By Shakespeare's and Milton's time in the 17th century, Lucifer was associated with the prince of darkness. From Henry VIII:

"And when he falls, he falls like Lucifer,
Never to hope again."

Or, from PL x.425:

"Pandemonium, city and proud seat
Of Lucifer; so by allusion call'd
Of that bright star to Satan paragon'd."

By the way, the poetic meaning of paragon as a verb in the 16th and 17th century is "to compare or equate with or to."

Conclusion

The other words are quickly disposed of. Luciferous means something "that brings, conveys or emits light." Or, in more common usage today, something that brings illumination or insight. One might have a "luciferous theory" or "experiment." Something lucifugous flees the light.
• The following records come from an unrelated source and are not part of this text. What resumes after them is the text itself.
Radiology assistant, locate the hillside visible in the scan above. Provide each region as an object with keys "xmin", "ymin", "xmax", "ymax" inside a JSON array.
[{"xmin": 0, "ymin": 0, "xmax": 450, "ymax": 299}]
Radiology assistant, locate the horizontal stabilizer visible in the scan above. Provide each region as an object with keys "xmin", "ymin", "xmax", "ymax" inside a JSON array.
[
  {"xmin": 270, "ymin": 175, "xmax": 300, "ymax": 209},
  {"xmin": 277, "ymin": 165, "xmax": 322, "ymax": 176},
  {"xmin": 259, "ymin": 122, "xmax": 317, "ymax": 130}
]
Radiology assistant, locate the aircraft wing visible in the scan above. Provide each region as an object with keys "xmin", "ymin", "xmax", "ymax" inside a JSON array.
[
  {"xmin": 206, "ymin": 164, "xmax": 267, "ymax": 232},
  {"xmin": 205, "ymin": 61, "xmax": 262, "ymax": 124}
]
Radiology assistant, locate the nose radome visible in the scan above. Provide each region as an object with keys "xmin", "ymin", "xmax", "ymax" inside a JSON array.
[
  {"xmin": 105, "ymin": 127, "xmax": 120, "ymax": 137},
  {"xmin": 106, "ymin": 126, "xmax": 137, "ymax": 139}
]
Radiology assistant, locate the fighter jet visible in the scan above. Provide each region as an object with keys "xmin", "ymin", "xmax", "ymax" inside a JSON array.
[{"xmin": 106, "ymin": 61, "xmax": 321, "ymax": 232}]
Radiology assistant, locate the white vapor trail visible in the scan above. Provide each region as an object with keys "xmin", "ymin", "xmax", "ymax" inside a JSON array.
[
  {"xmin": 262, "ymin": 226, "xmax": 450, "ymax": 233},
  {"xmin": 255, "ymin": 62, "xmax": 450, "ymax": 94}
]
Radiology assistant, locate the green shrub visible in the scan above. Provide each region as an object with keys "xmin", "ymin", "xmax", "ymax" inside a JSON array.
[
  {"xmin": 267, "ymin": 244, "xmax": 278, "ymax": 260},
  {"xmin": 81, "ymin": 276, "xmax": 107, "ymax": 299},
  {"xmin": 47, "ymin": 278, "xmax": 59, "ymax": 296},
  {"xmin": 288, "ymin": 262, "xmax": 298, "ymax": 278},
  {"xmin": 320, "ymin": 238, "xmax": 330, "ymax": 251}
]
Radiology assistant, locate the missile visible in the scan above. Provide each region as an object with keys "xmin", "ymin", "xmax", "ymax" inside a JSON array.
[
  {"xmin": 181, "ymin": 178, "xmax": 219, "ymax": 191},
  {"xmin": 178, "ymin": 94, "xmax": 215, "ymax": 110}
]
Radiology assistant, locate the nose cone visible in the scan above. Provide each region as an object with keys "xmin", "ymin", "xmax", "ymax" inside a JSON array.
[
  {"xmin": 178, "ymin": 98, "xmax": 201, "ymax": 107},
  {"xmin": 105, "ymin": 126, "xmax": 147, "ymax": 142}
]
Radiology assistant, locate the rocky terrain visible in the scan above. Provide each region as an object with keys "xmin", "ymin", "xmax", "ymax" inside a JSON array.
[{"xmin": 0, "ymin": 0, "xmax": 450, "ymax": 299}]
I see a Frankenstein sentence here.. Finally, something luciform "has the character of light" or "is luminous." But this term acquired a special sense in Neo-Platonic philosophy where the language of the "luciform vehicle of the soul" (to render the Greek augoeides ochema) was used. In Platonic philosophy the soul was united in this life to a terrestrial body, but it also has one (or maybe even two) more bodies which are diffused or "thinner" bodies. Seventeenth-century Cambridge Platonist Ralph Cudworth explains this in his chapter called "Soul's Luciform" in The True Intellectual System of the Universe. The luciform body is an ethereal one but shut up in the terrestrial body like a light in a dark lantern. Some Christian exegetes even tried to take over the 17th Century Platonist language by talking about a the glorified "and luciform body" which will be caught up in the ..clouds (expositing I Thess 4:17), but this usage isn't an exact replica of its meaning among the Cambridge Platonists.

So, this is enough for one day, as we bring these fascinating roots to light.